First get the IP of your device and than check if something else use it. Change your IP and where does it come from?

[-]

hetter12x@reddit (OP)

IP's are statically set for everything in the network, we don't use DHCP. So there is definetly no conflict in IP adressess

[-]

sambodia85@reddit

Not using DHCP would make it more likely you have conflicts.

[-]

hetter12x@reddit (OP)

Propably for a bigger company that would be true, but it's a small one and i checked everything - no conflict of IPs anywhere.

[-]

sambodia85@reddit

I disagree, DHCP saves so many headaches in the long term, there is no size too small for DHCP.

But I don’t think it’s your problem.

I’m thinking it’s a layer 2 issue, like a broadcast storm or arp poisoning, like proxy arp playing up. I’d be looking at the MAC address tables in the switch and see what it’s thinks everything is.

Only other thought was NAT port exhaustion, but I would think that would take a little while longer to resolve than resetting a NIC.

[-]

Kal0psia_@reddit

Similar issue but totally different tech setup. At home, I'm running a Dell dock which is the same one used in the office. I randomly started having issues with my network at home up (wired and wireless) and the the whole network would go down.

In the end, I unplugged the Ethernet on my Dell dock randomly and instantly the whole network came back online. Plugged back in, network down again. Dodgy Dock/port, replaced the unit and has been fine.

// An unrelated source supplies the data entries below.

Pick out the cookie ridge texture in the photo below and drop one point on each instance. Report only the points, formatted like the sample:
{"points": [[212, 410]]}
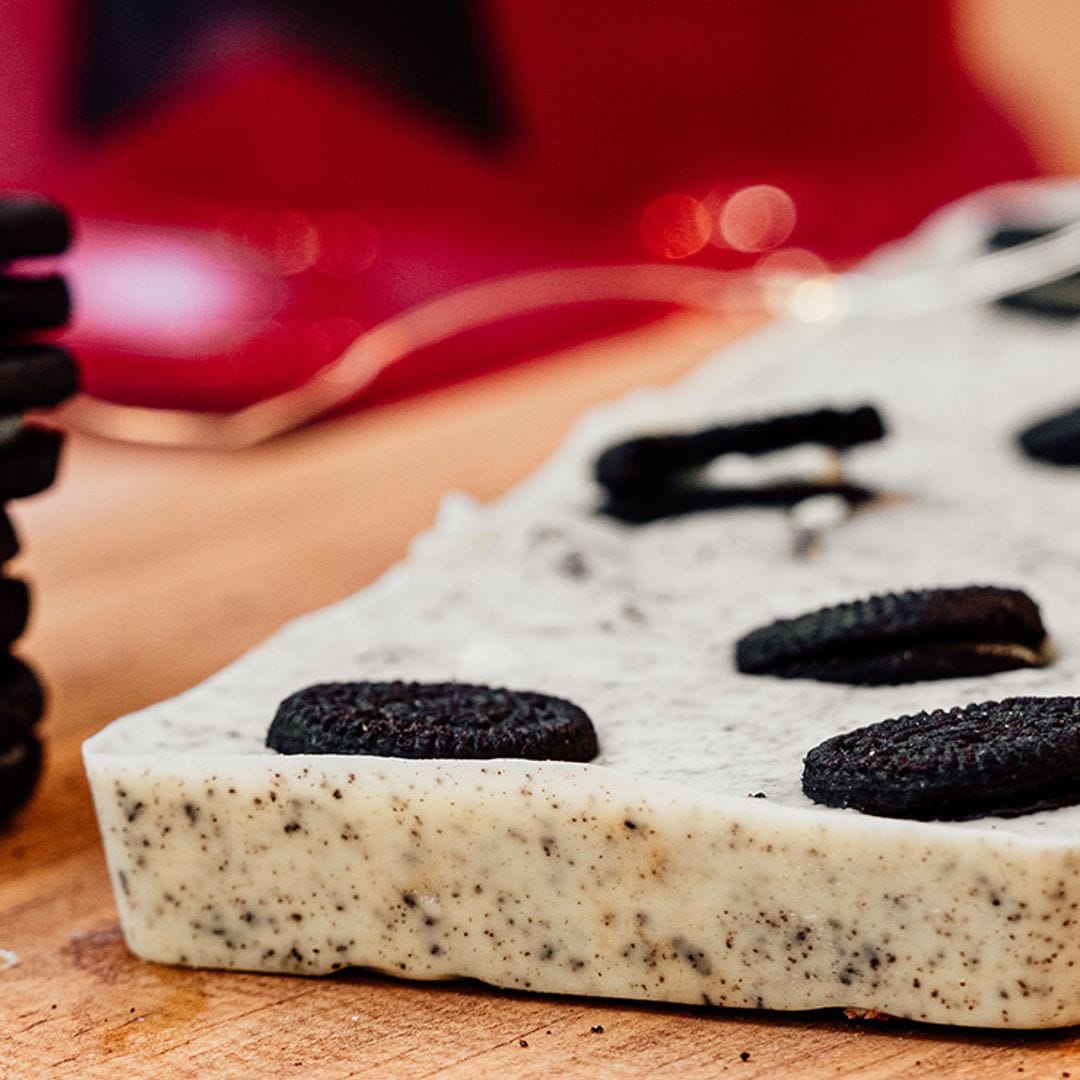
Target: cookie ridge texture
{"points": [[902, 637], [1001, 758]]}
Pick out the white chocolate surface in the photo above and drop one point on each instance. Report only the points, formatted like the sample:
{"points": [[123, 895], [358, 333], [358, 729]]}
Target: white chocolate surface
{"points": [[649, 874]]}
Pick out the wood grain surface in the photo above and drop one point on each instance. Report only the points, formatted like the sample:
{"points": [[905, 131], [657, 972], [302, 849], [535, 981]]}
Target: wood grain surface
{"points": [[153, 568]]}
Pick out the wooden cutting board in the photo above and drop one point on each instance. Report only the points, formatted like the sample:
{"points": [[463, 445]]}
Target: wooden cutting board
{"points": [[153, 568]]}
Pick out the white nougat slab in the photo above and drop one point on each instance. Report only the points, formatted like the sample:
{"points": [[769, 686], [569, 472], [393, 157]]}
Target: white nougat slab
{"points": [[651, 873]]}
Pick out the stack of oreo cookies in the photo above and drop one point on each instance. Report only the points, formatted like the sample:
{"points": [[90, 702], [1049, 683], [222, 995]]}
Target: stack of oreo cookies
{"points": [[34, 375]]}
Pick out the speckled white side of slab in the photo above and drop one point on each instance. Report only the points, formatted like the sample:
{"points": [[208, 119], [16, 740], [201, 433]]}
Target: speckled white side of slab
{"points": [[650, 874]]}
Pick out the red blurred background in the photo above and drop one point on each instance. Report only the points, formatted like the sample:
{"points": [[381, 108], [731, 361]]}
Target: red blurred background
{"points": [[254, 188]]}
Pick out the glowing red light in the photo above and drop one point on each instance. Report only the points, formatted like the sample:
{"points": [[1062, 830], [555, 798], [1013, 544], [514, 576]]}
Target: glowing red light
{"points": [[757, 218], [348, 244], [676, 226]]}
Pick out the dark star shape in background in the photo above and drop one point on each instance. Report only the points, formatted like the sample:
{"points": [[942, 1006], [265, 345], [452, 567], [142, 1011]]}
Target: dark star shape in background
{"points": [[433, 55]]}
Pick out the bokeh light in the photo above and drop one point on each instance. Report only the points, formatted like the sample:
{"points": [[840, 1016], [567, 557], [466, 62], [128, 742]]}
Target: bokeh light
{"points": [[793, 261], [295, 245], [757, 218], [348, 244], [676, 226]]}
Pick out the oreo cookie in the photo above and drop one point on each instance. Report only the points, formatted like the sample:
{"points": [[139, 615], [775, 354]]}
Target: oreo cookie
{"points": [[902, 637], [21, 756], [21, 760], [31, 226], [28, 461], [9, 539], [645, 507], [14, 609], [431, 720], [640, 466], [1055, 439], [1003, 758], [32, 304], [35, 376]]}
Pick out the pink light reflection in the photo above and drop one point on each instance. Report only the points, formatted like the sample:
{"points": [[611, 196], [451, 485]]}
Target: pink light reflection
{"points": [[757, 218], [165, 292]]}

Still not sure of the root cause, no updated drivers or firmware fixed it. Just replaced it and moved on but was also the first time I've experienced that type of issue.

[-]

hetter12x@reddit (OP)

Happens on every PC so i don't think it's the issue - these are the same and different models of AIO and every one works the same.

[-]

Anxious-Community-65@reddit

Resetting one Ethernet adapter fixes it because it flushes the ARP table and forces a fresh connection state, which temporarily clears whatever is saturated. a routing loop or asymmetric route between your Fortigate VPN and the subcontractor's network is my doubt why this is happening. Traffic goes out clean but the return path sends it back amplified. Check if there are any duplicate or overlapping routes on the Fortigate for that subnet, and ask the subcontractor if they have any multicast or broadcast heavy services running.